An advance in EM methods specifically for the deep subsurface is described in International Patent Application No. PCT/US2012/39010, entitled “System and Method to Measure or Generate an Electrical Field Downhole”, by Hibbs and Glezer, which is incorporated herein by reference. As illustrated in FIG. 1, a subsurface electric current is forced to flow laterally through the ground (i.e., orthogonal to a vertical borehole) at a distance at least equal to the radial distance between the source and a number of counter electrodes located at a distance from the well on the order of the depth of the source electrode. This configuration increases the current flowing in the ground at formation depth and at a large lateral offset from the borehole. A further advancement described in International Patent Application No. PCT/US2013/058158, entitled “System and Method to Induce an Electromagnetic Field within the Earth”, by Hibbs and Morrison, which is also hereby incorporated by reference, is to remove the source electrode at depth within the casing and instead drive the entire casing of the borehole at the desired voltage, V, by making an electrical connection at or near the top of the casing. For convenience, these EM source configurations, comprised of a conducting well casing and a suite of surface counter electrodes, are termed a Depth to Surface EM (DSEM) source.
Calculations have shown that the combination of a DSEM source with advanced EM sensors at the surface has the capability to detect the EM signal change produced by hydrofracturing a typical shale. In addition, it is possible that, by using fluid modified to have an enhanced EM signature, methods such as cross-well EM and BSEM will similarly be able to detect a hydrofracture signal.
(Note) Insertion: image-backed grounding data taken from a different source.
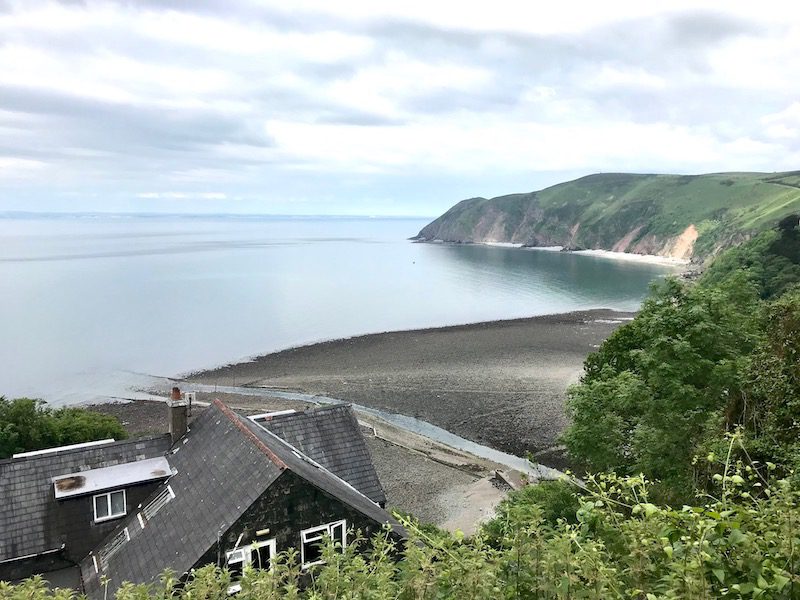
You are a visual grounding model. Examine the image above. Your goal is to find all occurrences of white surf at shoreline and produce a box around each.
[435,239,690,266]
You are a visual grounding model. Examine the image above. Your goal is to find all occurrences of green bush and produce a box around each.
[564,219,800,502]
[0,397,127,459]
[5,458,800,599]
[484,479,581,545]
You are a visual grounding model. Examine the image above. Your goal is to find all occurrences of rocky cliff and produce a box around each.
[414,171,800,261]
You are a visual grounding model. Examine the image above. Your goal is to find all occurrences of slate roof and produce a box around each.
[0,435,171,562]
[253,404,386,506]
[80,400,403,597]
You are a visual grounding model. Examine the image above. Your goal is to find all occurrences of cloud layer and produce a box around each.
[1,1,799,214]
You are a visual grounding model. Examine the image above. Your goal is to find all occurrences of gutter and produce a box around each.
[0,544,65,565]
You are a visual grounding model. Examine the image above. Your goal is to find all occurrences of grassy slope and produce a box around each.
[418,171,800,259]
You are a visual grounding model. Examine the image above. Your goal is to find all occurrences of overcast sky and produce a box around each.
[1,1,799,216]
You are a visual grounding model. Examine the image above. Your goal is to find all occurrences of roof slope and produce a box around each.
[237,410,400,528]
[254,404,386,505]
[82,400,403,595]
[80,401,285,595]
[0,435,171,561]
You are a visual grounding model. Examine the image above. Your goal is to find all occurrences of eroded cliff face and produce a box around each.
[415,170,800,261]
[620,225,699,259]
[416,208,700,260]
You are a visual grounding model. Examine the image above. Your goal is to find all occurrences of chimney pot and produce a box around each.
[168,387,188,442]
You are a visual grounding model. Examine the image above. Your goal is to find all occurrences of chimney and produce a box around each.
[167,386,188,443]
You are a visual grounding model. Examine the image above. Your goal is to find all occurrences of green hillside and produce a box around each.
[415,171,800,260]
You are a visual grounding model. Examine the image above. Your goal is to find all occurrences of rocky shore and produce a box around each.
[89,309,630,530]
[186,309,633,469]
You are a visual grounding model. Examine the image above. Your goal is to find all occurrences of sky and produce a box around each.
[1,1,799,216]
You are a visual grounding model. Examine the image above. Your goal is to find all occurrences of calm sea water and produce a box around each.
[0,215,675,404]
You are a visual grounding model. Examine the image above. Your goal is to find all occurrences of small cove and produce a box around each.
[0,214,677,403]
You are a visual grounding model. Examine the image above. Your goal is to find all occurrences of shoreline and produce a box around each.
[93,308,636,528]
[187,308,635,468]
[421,238,691,267]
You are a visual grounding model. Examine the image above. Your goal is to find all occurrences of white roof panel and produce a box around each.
[52,456,172,499]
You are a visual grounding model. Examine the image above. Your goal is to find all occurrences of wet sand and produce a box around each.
[187,309,633,469]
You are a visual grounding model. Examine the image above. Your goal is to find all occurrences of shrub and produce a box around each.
[0,397,127,459]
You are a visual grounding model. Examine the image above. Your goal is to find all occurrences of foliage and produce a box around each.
[483,479,581,545]
[564,219,800,502]
[0,397,127,459]
[740,287,800,476]
[564,276,761,501]
[6,459,800,599]
[701,220,800,299]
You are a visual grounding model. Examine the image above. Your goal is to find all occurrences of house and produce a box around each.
[250,404,386,507]
[0,392,404,597]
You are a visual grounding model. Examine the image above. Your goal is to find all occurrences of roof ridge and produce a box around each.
[247,417,384,509]
[213,399,287,469]
[268,403,352,420]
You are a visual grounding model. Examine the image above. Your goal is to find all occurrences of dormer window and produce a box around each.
[93,490,126,522]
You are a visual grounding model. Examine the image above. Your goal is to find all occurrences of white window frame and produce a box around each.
[225,548,247,594]
[93,489,126,523]
[225,539,276,594]
[249,539,277,571]
[300,520,347,569]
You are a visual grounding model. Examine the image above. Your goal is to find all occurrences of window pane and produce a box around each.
[331,523,346,548]
[303,539,322,565]
[226,551,245,581]
[110,491,125,516]
[251,545,272,570]
[95,495,109,519]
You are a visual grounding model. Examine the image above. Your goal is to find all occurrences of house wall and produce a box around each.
[193,470,396,570]
[48,481,165,564]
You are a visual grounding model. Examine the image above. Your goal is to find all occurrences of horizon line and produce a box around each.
[0,210,437,220]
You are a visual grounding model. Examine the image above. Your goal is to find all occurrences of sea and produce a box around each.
[0,214,677,404]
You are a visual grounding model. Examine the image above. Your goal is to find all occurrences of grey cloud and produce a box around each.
[312,110,406,126]
[0,85,273,150]
[663,11,766,46]
[356,10,777,126]
[0,84,277,187]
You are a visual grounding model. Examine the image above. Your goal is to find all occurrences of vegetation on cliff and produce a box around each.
[416,171,800,260]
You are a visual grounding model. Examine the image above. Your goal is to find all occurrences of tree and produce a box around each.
[564,276,760,501]
[0,397,127,459]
However, calculating the field change due to a change in the distribution of electrical resistivity in the earth requires substantial computation. Moreover, there is no unique transformation connecting a given distribution of measured EM fields at the earth's surface to a specific distribution of subsurface resistivity. In practice, the best that can be done is to calculate iteratively the subsurface resistivity distribution that best matches the expected geology and measured surface field distribution. This lack of a unique inverse solution considerably increases the computational time and resources needed to interpret EM data. As a result, it is not feasible to process an EM signal change associated with a hydrofracturing operation in a time compatible with providing information to guide the hydrofracturing process.
Accordingly, there is a need to develop a practical method to conduct an EM survey and process the EM data in a short enough time that it can be used to decide whether to modify or cease an active hydrofracturing operation.